デジタル式に1か0か白黒ハッキリさせたがる世の中ですが「ほどほど」が丁度いいという事もあるという精神科医香山リカ先生の2年前の連載バックナンバーを読みました。癒されました。


しかし俺はコンピュータ技師なので、コンピュータには0か1の判断しかできないということは認められません。0か1は1バイトですが、32ビット整数では2147483647から-2147483648までの値を大小比較できるのです。もちろん大小比較は1バイトの0か1に収束して大きいほうが良いというのが現在の価値観でしょう。将棋であれば盤面を関数で評価して評価値が大きいほうが優勢で、まずほとんどの場合優勢なものがそのまま勝つわけです。


だから、ほどほどが良いとするならば評価値が+1000から-1000の間にあるときが最も白熱した戦いであるということであり、見せ場であり解説や研究の対称となるということと考え方が近いと言えます。面白い将棋とは評価値が大きくどちらかに傾かない将棋という事が言えるかも知れません。


また、将棋でなく簿記の考え方から言うと貸し方と借り方の合計は常にゼロでないと行けないと言うルールがあります。企業の収支を記帳して見比べて簿記の中の当期純利益だけに着目しているのが白黒ハッキリ付ける世の中で売れれば正義という考え方は実は悪かもしれない。

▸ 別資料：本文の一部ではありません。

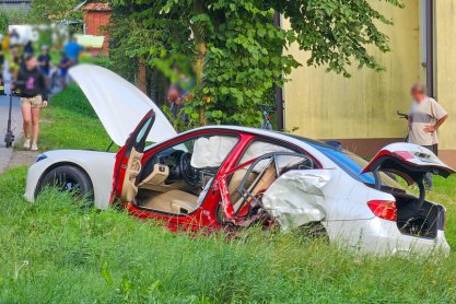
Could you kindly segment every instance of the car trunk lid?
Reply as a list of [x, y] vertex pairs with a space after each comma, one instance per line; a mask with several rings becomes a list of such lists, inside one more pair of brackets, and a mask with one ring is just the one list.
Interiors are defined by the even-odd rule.
[[390, 172], [409, 185], [421, 180], [426, 173], [448, 177], [455, 169], [443, 163], [431, 150], [412, 143], [391, 143], [383, 148], [362, 173]]

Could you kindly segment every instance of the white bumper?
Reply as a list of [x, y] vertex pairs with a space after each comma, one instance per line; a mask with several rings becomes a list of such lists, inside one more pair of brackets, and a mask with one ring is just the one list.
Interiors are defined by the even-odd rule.
[[437, 231], [435, 238], [423, 238], [400, 233], [391, 221], [374, 218], [358, 221], [326, 222], [329, 238], [342, 246], [349, 246], [362, 253], [376, 255], [429, 255], [449, 254], [445, 233]]

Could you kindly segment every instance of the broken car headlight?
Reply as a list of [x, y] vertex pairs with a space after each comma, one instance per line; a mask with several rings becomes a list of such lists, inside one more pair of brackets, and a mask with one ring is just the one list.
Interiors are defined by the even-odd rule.
[[35, 159], [35, 163], [40, 162], [43, 160], [46, 160], [47, 155], [46, 154], [38, 154]]

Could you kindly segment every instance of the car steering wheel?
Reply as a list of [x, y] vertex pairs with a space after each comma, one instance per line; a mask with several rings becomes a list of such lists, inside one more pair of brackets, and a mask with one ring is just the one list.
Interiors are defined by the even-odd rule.
[[191, 153], [185, 152], [180, 155], [180, 174], [185, 183], [195, 186], [199, 180], [199, 171], [190, 164]]

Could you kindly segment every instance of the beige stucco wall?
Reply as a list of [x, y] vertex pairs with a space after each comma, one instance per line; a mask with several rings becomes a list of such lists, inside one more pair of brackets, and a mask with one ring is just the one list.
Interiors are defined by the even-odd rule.
[[454, 150], [456, 149], [456, 0], [434, 2], [436, 97], [449, 114], [448, 120], [440, 130], [440, 148]]
[[[300, 51], [295, 45], [291, 46], [288, 52], [304, 66], [292, 72], [291, 82], [284, 86], [285, 129], [299, 127], [295, 133], [321, 139], [405, 137], [407, 124], [397, 118], [396, 110], [409, 108], [410, 84], [420, 79], [422, 70], [421, 1], [405, 0], [405, 9], [383, 1], [372, 2], [395, 22], [393, 26], [382, 26], [390, 38], [393, 51], [382, 54], [371, 49], [386, 71], [374, 72], [353, 67], [352, 78], [344, 79], [325, 72], [325, 67], [305, 66], [308, 54]], [[289, 28], [287, 20], [283, 26]], [[456, 47], [456, 39], [453, 43]]]

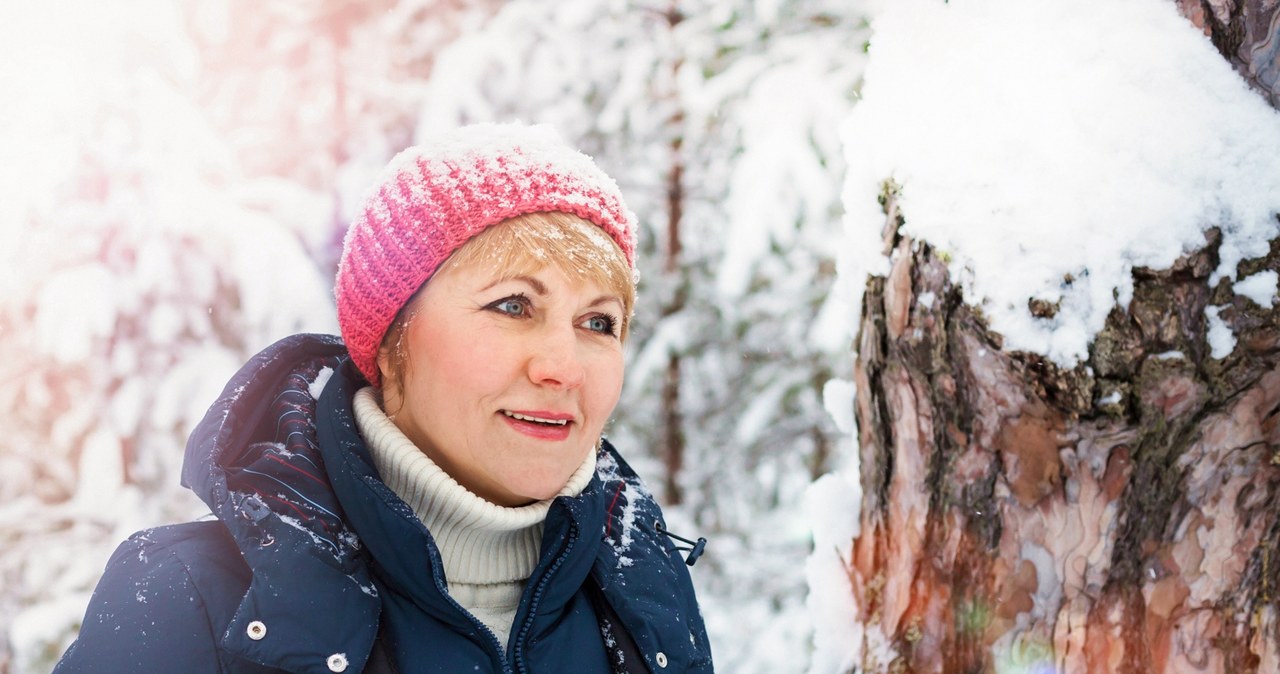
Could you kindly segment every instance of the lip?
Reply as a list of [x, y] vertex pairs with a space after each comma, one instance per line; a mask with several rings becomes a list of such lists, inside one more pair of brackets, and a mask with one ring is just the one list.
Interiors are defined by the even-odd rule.
[[[564, 421], [567, 423], [564, 423], [563, 426], [547, 426], [545, 423], [538, 423], [532, 421], [524, 421], [508, 417], [506, 414], [507, 412], [512, 414], [520, 414], [522, 417], [536, 417], [548, 421]], [[568, 440], [570, 432], [572, 431], [575, 423], [573, 414], [566, 414], [563, 412], [548, 412], [540, 409], [504, 409], [502, 412], [498, 412], [498, 416], [502, 417], [502, 421], [507, 422], [507, 426], [509, 426], [516, 432], [538, 440], [552, 440], [552, 441]]]

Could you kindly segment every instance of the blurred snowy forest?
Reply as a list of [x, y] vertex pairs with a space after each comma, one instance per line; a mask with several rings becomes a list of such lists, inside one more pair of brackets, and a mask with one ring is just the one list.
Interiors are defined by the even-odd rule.
[[238, 364], [337, 331], [374, 174], [548, 123], [641, 223], [611, 437], [710, 538], [724, 671], [808, 666], [801, 500], [847, 434], [828, 298], [868, 38], [826, 0], [18, 1], [0, 10], [0, 673], [47, 671], [128, 533], [200, 517], [186, 434]]
[[[950, 367], [950, 343], [937, 359], [920, 344], [963, 308], [996, 335], [972, 362], [993, 362], [989, 347], [1076, 372], [1080, 418], [1123, 417], [1140, 405], [1123, 377], [1103, 390], [1115, 373], [1094, 372], [1096, 338], [1106, 321], [1162, 325], [1171, 311], [1130, 315], [1139, 278], [1208, 240], [1194, 348], [1156, 340], [1149, 359], [1280, 354], [1249, 331], [1280, 325], [1275, 0], [17, 0], [0, 9], [0, 674], [50, 669], [125, 536], [206, 512], [178, 485], [187, 431], [244, 358], [337, 331], [347, 223], [431, 129], [552, 124], [639, 215], [608, 434], [672, 529], [710, 540], [692, 576], [722, 671], [950, 671], [929, 655], [948, 628], [970, 639], [948, 648], [997, 673], [1056, 670], [1053, 639], [1075, 645], [1052, 624], [1083, 623], [1052, 620], [1096, 588], [1065, 581], [1082, 553], [1053, 528], [1036, 531], [1057, 558], [1029, 528], [991, 529], [1009, 532], [1024, 602], [993, 583], [982, 610], [900, 619], [951, 615], [948, 592], [974, 590], [916, 582], [937, 572], [927, 532], [1039, 522], [1051, 501], [1112, 533], [1124, 515], [1080, 514], [1057, 440], [1032, 485], [1047, 495], [991, 487], [1016, 474], [1001, 462], [1018, 466], [1018, 448], [996, 448], [989, 480], [956, 480], [982, 477], [998, 508], [929, 496], [927, 482], [960, 482], [874, 451], [897, 448], [874, 441], [901, 430], [883, 418], [910, 431], [932, 417], [910, 395], [859, 384], [855, 398], [860, 368], [884, 362], [874, 343], [852, 352], [860, 321], [864, 338], [896, 335], [899, 356]], [[861, 316], [864, 290], [892, 302]], [[961, 398], [938, 390], [933, 403]], [[963, 435], [948, 434], [933, 440]], [[1236, 477], [1274, 509], [1267, 443]], [[937, 466], [965, 466], [950, 460]], [[881, 499], [890, 486], [911, 498]], [[934, 506], [956, 517], [925, 529]], [[1268, 531], [1280, 554], [1280, 524]], [[940, 540], [928, 551], [960, 537]], [[881, 544], [893, 554], [855, 559]], [[1088, 550], [1096, 574], [1107, 550]], [[1266, 662], [1280, 662], [1276, 606], [1256, 620]], [[1005, 624], [997, 609], [1021, 613]], [[1000, 641], [970, 648], [973, 634]]]

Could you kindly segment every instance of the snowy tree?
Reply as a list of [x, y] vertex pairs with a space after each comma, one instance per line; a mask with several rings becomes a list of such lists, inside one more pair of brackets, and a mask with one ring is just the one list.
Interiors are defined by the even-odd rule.
[[874, 19], [815, 670], [1280, 669], [1280, 13], [1180, 5]]
[[0, 669], [23, 673], [74, 638], [124, 536], [205, 510], [177, 476], [225, 379], [335, 321], [303, 246], [323, 196], [243, 180], [172, 5], [5, 14]]

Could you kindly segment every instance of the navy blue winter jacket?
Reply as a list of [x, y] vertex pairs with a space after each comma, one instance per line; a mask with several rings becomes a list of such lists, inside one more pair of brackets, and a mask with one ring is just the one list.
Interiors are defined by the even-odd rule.
[[365, 385], [329, 336], [287, 338], [241, 368], [183, 466], [216, 519], [120, 545], [55, 674], [607, 673], [618, 652], [631, 671], [712, 671], [689, 572], [608, 443], [582, 494], [552, 504], [499, 645], [378, 477], [351, 404]]

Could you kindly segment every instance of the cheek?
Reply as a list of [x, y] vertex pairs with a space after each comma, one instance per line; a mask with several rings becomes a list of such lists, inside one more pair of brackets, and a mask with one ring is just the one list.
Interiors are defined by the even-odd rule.
[[622, 395], [623, 363], [622, 354], [608, 354], [594, 368], [591, 377], [591, 405], [598, 414], [609, 416]]

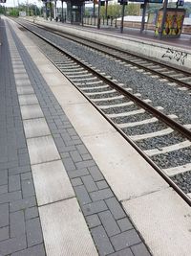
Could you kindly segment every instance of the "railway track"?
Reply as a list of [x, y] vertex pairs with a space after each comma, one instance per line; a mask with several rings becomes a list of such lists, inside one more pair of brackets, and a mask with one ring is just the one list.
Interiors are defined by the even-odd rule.
[[[30, 23], [32, 25], [32, 23]], [[58, 31], [52, 30], [40, 25], [36, 25], [43, 30], [53, 33], [54, 35], [60, 35], [72, 41], [75, 41], [81, 45], [95, 49], [97, 52], [101, 52], [114, 59], [121, 60], [124, 64], [129, 64], [131, 68], [138, 67], [139, 72], [149, 72], [148, 74], [157, 75], [161, 79], [173, 82], [173, 86], [180, 86], [180, 90], [190, 90], [191, 89], [191, 73], [185, 70], [181, 70], [170, 65], [160, 63], [159, 61], [150, 59], [145, 57], [140, 57], [136, 54], [128, 53], [121, 49], [108, 46], [106, 44], [95, 43], [89, 39], [81, 38], [80, 36], [67, 35]], [[190, 91], [189, 91], [190, 93]]]
[[[27, 29], [25, 27], [25, 29]], [[32, 32], [49, 59], [191, 205], [191, 124]]]

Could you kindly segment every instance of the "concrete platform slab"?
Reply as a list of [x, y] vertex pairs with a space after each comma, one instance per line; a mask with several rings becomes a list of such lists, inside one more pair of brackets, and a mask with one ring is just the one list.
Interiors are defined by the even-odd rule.
[[119, 200], [168, 187], [153, 168], [117, 132], [86, 136], [82, 137], [82, 140]]
[[44, 118], [23, 121], [26, 138], [50, 135], [51, 131]]
[[27, 139], [27, 144], [32, 165], [60, 159], [52, 136]]
[[39, 213], [47, 256], [98, 256], [75, 198], [41, 206]]
[[38, 100], [34, 94], [19, 95], [18, 100], [20, 105], [38, 104]]
[[14, 78], [15, 78], [15, 80], [27, 80], [27, 79], [29, 79], [26, 72], [23, 74], [14, 74]]
[[61, 160], [32, 166], [38, 205], [74, 198]]
[[191, 255], [191, 208], [171, 188], [122, 204], [153, 255]]
[[52, 91], [63, 108], [68, 105], [83, 104], [88, 102], [80, 92], [76, 91], [69, 81], [61, 86], [52, 87]]
[[28, 85], [18, 86], [16, 90], [17, 90], [18, 95], [34, 93], [33, 88], [31, 85], [30, 86]]
[[17, 79], [15, 82], [16, 82], [16, 86], [30, 86], [31, 85], [31, 81], [29, 79], [25, 79], [25, 80]]
[[66, 79], [63, 79], [63, 75], [61, 75], [60, 73], [56, 74], [56, 76], [53, 76], [53, 74], [45, 73], [43, 75], [44, 79], [50, 86], [59, 86], [68, 81]]
[[32, 119], [44, 116], [39, 105], [21, 105], [21, 114], [23, 119]]

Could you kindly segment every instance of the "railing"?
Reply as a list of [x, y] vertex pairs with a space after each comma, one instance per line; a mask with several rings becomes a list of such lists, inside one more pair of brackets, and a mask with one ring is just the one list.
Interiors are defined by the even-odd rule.
[[[97, 26], [97, 21], [98, 21], [97, 16], [85, 16], [83, 18], [83, 23], [89, 26]], [[100, 16], [100, 25], [117, 28], [117, 17]]]
[[[89, 26], [97, 26], [97, 16], [84, 16], [83, 22], [85, 25]], [[100, 25], [101, 26], [108, 26], [108, 27], [115, 27], [120, 28], [120, 20], [117, 20], [117, 17], [100, 17]], [[133, 29], [140, 29], [141, 22], [136, 21], [124, 21], [123, 26], [126, 28], [133, 28]], [[145, 30], [155, 31], [156, 25], [153, 23], [145, 23]], [[182, 26], [182, 34], [191, 34], [191, 25], [183, 25]]]

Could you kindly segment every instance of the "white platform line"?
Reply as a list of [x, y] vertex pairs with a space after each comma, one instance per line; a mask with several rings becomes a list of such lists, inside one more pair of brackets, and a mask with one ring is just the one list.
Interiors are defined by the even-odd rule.
[[112, 89], [108, 91], [100, 91], [100, 92], [85, 92], [86, 95], [93, 96], [93, 95], [101, 95], [101, 94], [108, 94], [108, 93], [115, 93], [117, 90]]
[[108, 109], [112, 107], [122, 107], [122, 106], [128, 106], [134, 105], [134, 102], [128, 102], [128, 103], [122, 103], [122, 104], [117, 104], [117, 105], [99, 105], [99, 108], [101, 109]]
[[149, 150], [149, 151], [144, 151], [144, 152], [149, 156], [153, 156], [156, 154], [161, 154], [165, 152], [171, 152], [174, 151], [181, 150], [181, 149], [184, 149], [190, 146], [191, 146], [191, 141], [186, 140], [186, 141], [180, 142], [180, 143], [177, 143], [171, 146], [163, 147], [160, 150], [158, 150], [158, 149]]
[[173, 130], [174, 129], [172, 129], [172, 128], [164, 128], [164, 129], [155, 131], [155, 132], [149, 132], [149, 133], [145, 133], [145, 134], [130, 136], [130, 138], [133, 141], [144, 140], [144, 139], [149, 139], [149, 138], [154, 138], [154, 137], [164, 136], [164, 135], [167, 135], [167, 134], [173, 132]]
[[80, 89], [83, 90], [95, 90], [95, 89], [103, 89], [103, 88], [109, 88], [110, 86], [105, 84], [105, 85], [100, 85], [100, 86], [94, 86], [94, 87], [83, 87], [83, 86], [79, 86]]
[[73, 81], [81, 81], [83, 82], [83, 81], [90, 81], [90, 80], [96, 80], [97, 78], [96, 77], [92, 77], [92, 78], [80, 78], [80, 79], [72, 79], [70, 78]]
[[125, 116], [132, 116], [132, 115], [138, 115], [144, 113], [144, 109], [138, 109], [138, 110], [133, 110], [129, 112], [123, 112], [123, 113], [115, 113], [115, 114], [108, 114], [107, 116], [110, 118], [116, 118], [116, 117], [125, 117]]
[[191, 193], [188, 193], [187, 196], [191, 198]]
[[[66, 75], [67, 75], [67, 72], [65, 73]], [[75, 73], [76, 74], [76, 73]], [[86, 79], [87, 77], [91, 77], [92, 76], [92, 74], [90, 74], [90, 73], [88, 73], [88, 74], [76, 74], [76, 75], [74, 75], [74, 76], [71, 76], [71, 75], [69, 75], [68, 77], [70, 78], [70, 79], [75, 79], [75, 78], [81, 78], [82, 80], [84, 80], [84, 79]]]
[[185, 165], [180, 165], [180, 166], [176, 166], [176, 167], [172, 167], [172, 168], [162, 169], [162, 171], [167, 175], [174, 176], [176, 175], [191, 171], [191, 163], [185, 164]]
[[117, 126], [120, 128], [134, 128], [134, 127], [137, 127], [137, 126], [142, 126], [142, 125], [152, 124], [152, 123], [156, 123], [156, 122], [159, 122], [159, 119], [157, 119], [156, 117], [152, 117], [152, 118], [145, 119], [145, 120], [142, 120], [142, 121], [125, 123], [125, 124], [118, 124]]
[[66, 75], [73, 75], [73, 74], [79, 74], [79, 75], [83, 75], [84, 73], [88, 73], [88, 71], [87, 70], [81, 70], [81, 71], [74, 71], [74, 70], [73, 69], [73, 71], [69, 71], [69, 72], [64, 72], [64, 74], [66, 74]]
[[92, 101], [95, 102], [95, 103], [98, 103], [98, 102], [110, 102], [110, 101], [119, 100], [119, 99], [123, 99], [123, 98], [124, 98], [123, 95], [119, 95], [119, 96], [110, 97], [110, 98], [92, 99]]

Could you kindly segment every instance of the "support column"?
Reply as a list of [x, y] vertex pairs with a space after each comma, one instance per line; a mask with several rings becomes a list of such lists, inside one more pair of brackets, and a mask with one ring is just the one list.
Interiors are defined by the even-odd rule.
[[167, 9], [167, 6], [168, 6], [168, 0], [164, 0], [164, 3], [163, 3], [163, 15], [162, 15], [162, 20], [161, 20], [161, 31], [159, 33], [159, 39], [161, 39], [161, 37], [162, 37], [162, 32], [163, 32], [163, 29], [164, 29], [164, 24], [165, 24], [165, 19], [166, 19], [166, 9]]
[[144, 30], [147, 3], [148, 3], [148, 0], [144, 0], [144, 7], [143, 7], [143, 11], [142, 11], [142, 21], [141, 21], [140, 33], [142, 33], [143, 30]]
[[100, 30], [100, 5], [101, 1], [98, 0], [97, 30]]
[[122, 0], [122, 10], [121, 10], [121, 22], [120, 22], [120, 33], [123, 33], [123, 22], [124, 22], [124, 13], [125, 13], [125, 0]]
[[63, 20], [64, 20], [64, 14], [63, 14], [63, 2], [64, 2], [64, 1], [61, 0], [61, 4], [62, 4], [62, 17], [61, 17], [61, 18], [62, 18], [62, 22], [63, 22]]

それならば収支均等で利益がゼロで赤字も儲けも出ずに会社が回っている状態を最大評価とする数学があったら良いのではないかと思います。


評価の絶対値がゼロに近いほうが高評価とするならば「ほどほど」と言う状態を0か1かで表す事ができます。ピッタリ0でなくても良いと言う遊びを設定するなら、そういう差し引きの猶予値を「しきい値」と呼びます。プラスかマイナスに振り切れた状態が理想なのではなくしきい値を超えないバランスを評価するコンピュータ。良いかも知れません。


哲学で言うと中庸になるわけですね。